Joe Montana’s rookie card just sold at an auction for $65,880. In related news, Joe Montana plans to spend the next three days rummaging through his attic.

A Major League scout believes David Ortiz could be older than his records suggest. Based upon his recent struggles we’re guessing he’s at least 89.

WNBA president Donna Orender recently told reporters that her league is in excellent shape. Then again, she also enjoys watching women’s basketball, so how good could her judgment really be?

Thursday, June 4, 2009

Question of the Week

Chuck, Seymour, MS
Subj: The Andy man
I heard Andy Garcia used to be a basketball player. Was he any good?

Absolutely, Chuck. Garcia was an outstanding guard with quick hands and a decent outside touch. Unfortunately his high school career came to a crashing halt during his senior year when he came down with a nasty case of mono, followed by a bout of hepatitis. “I got derailed,” he recalls. “I couldn’t exercise for close to six months.” Garcia’s lack of stamina forced him to switch his focus and he started getting involved with school plays instead. Although Garcia was forced to shelve his dreams of becoming a basketball star, he still follows the game closely as a Los Angeles Lakers season ticket holder. “The Lakers were one of the teams I followed when I was a kid in Florida because of Jerry West and Wilt Chamberlain and Elgin Baylor,” he says fondly. “We didn't have a team in Florida. And my first exposure was watching the games on television. We wouldn't have games on TV every night, but when the Lakers were in the playoffs you'd get much more exposure to them.”

Tuesday, June 2, 2009

Getting Animated

It’s time for another hilarious episode of Sports Talk Weekly, the show that trashes athletes and sports via animated shorts. In this week’s installment we take aim at Lebron James, Kobe Bryant, Raphael Nadal, the Stanley Cup Finals, John Daly, Jeremy Shockey, Zach Grienke, Blake Griffin, Manny Ramirez, the Mets, Patrick Roy and much, much more! Check it out by clicking here.

Monday, June 1, 2009

You've Got To Be Joking

Sit back and relax as you enjoy this week’s Sports Shorts.

Fran Tarkenton has accused Brett Favre of making more stupid plays than any quarterback he’s ever seen. Tarkenton can expect thank-you cards from Ryan Leaf and Billy Joe Tolliver any day now.

The contents of a storage locker belonging to three-time WNBA MVP Sheryl Swoopes were just auctioned off, unbeknownst to her. It’s still unclear whether or not Swoopes is entitled to a portion of the $5.35 the auction generated.

Tom Hicks is willing to give up control of the Texas Rangers. That seems fitting since his pitchers gave up their control long ago.

Cleveland owner Larry Dolan has been hospitalized following a mild heart attack. It was only a matter of time before he realized he owned the Indians.

Suspended outfielder Manny Ramirez will be sent to the minor leagues for 10 days as part of a rehab assignment.
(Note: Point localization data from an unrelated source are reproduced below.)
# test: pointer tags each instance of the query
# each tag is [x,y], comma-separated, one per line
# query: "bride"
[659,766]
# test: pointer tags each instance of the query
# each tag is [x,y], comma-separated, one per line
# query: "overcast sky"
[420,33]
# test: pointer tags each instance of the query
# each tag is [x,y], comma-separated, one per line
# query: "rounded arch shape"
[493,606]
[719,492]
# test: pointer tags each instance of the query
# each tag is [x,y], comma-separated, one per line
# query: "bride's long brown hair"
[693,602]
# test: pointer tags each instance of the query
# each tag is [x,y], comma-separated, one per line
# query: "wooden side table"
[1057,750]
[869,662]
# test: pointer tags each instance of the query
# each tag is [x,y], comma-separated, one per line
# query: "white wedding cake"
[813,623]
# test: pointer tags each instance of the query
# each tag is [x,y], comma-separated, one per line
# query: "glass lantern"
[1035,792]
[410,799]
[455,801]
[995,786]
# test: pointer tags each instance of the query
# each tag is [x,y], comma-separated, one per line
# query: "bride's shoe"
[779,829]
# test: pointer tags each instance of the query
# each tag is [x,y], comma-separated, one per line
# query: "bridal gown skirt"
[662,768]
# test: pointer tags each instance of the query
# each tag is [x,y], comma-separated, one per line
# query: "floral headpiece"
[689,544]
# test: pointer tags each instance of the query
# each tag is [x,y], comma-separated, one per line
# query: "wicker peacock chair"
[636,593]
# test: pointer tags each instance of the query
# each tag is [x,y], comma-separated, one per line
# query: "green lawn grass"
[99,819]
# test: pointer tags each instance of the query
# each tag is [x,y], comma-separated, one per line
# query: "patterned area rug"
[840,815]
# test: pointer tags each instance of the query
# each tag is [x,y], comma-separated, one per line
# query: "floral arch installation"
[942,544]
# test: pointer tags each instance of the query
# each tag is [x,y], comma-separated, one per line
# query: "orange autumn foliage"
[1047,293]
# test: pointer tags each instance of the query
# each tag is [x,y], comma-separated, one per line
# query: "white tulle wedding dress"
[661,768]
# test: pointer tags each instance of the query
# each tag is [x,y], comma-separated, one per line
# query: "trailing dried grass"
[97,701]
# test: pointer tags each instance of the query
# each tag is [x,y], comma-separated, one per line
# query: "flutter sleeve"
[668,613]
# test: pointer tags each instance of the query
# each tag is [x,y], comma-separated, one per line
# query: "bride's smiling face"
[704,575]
There’s nothing like riding a bus from Stockton to Rancho Cucamonga to make you reconsider your life decisions.

Tom Brady has dispelled rumors by announcing that his wife Gisele Bundchen, is not pregnant. We hope for his sake it isn’t because of a lack of trying.

Takeru Kobayashi outlasted Joey Chestnut in a pizza-eating contest by consuming 5 3/4 P'zones in a six-minute span. On the positive side, Chestnut did win the subsequent heartburn and diarrhea competitions.

Patrick Roy has turned down an opportunity to coach the Colorado Avalanche in order to remain with the Quebec Remparts of the QMJHL. Evidentially Roy took a few more pucks to the head than most fans realize.

The New York Yankees were kicked out of the Ritz Carlton in Cleveland because a Saudi Arabian princess booked the entire hotel. We’re not sure what more surprising: the fact that one person would need so many rooms or that a princess would willingly spend time in Cleveland.

Cardinals catcher Jason LaRue was nearly trampled after taking the field in the middle of Miller Park's infamous Wiener Race. We always suspected too many hot dogs could be dangerous to your health.

LeBron James has said he’s happy in Cleveland. Only someone who’s spent three-quarters of their life in Akron could possibly say that.